Konjungsi yang digunakan antara lain: karena, sebab, makanya, sehingga, oleh
karena itu, dengan demikian dan sebagainya.
Contoh:
Adik sakit sehingga tidak masuk sekolah.
2. Pertentangan
Hubungan
pertentangan terjadi apabila ada dua ide atau proposisi yang menunjukkan
kebalikan atau kekontrasan. Konjungsi yang digunakan yaitu tetapi dan namun.
Contoh:
Nyamuk berseliweran, pengemis, pelacur, pencoleng, dan gelandangan berkeliaran.

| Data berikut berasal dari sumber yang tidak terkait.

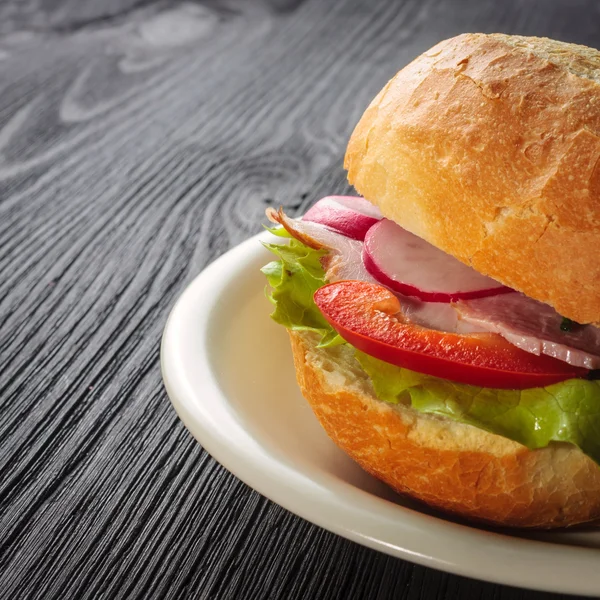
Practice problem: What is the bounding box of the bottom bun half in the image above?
[289,331,600,528]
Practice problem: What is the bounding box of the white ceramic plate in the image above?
[162,233,600,595]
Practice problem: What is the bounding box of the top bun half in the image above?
[345,34,600,323]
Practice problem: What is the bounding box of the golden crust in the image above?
[345,34,600,323]
[289,332,600,528]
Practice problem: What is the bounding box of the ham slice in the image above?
[267,209,600,369]
[267,209,377,283]
[454,292,600,369]
[267,209,486,333]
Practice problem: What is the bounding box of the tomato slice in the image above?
[314,281,589,389]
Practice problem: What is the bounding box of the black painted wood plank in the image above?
[0,0,600,600]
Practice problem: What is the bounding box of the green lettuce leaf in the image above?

Namun, di kampung kumuh tersebut sedang dibangun sekolah mewah.
3. Kelebihan atau eksesif
Hubungan
eksesif digunakan untuk menyatakan kelebihan, ditandai dengan konjungsi malah.
Contoh:
Karena tadi malam kurang istirahat, dia tertidur di dalam kelas. Malah tugasnya
belum dikerjakan pula.
4. Perkecualian atau eksepsif
Hubungan
eksepsif digunakan untuk menyatakan pengecualian, ditandai dengan konjungsi
kecuali.
Contoh:
Anda tidak boleh mengkonsumsi obat tersebut kecuali dengan persetujuan dokter.
5. Tujuan
Hubungan
tujuan terjadi sebagai pewujudan untuk menyatakan tujuan yang ingin dicapai.
Konjungsi yang digunakan yaitu: agar dan sehingga.
Contoh:
Agar naik kelas, kamu harus rajin belajar.
6. Penambahan atau aditif
Penambahan
berguna untuk menghubungkan bagian yang bersifat menambahkan informasi dan pada
umumnya digunakan untuk merangkaikan dua proposisi atau lebih. Konjungsi yang
digunakan yaitu: dan, juga, serta, selain itu.
Contoh:
Tingkah lakunya menawan. Tutur katanya sopan. Murah senyum, jarang marah, dan
tidak pernah berbohong. Juga tidak mau mempercakapkan orang lain. Selain itu,
ia suka menolong sesama teman. Dan dia penyabar.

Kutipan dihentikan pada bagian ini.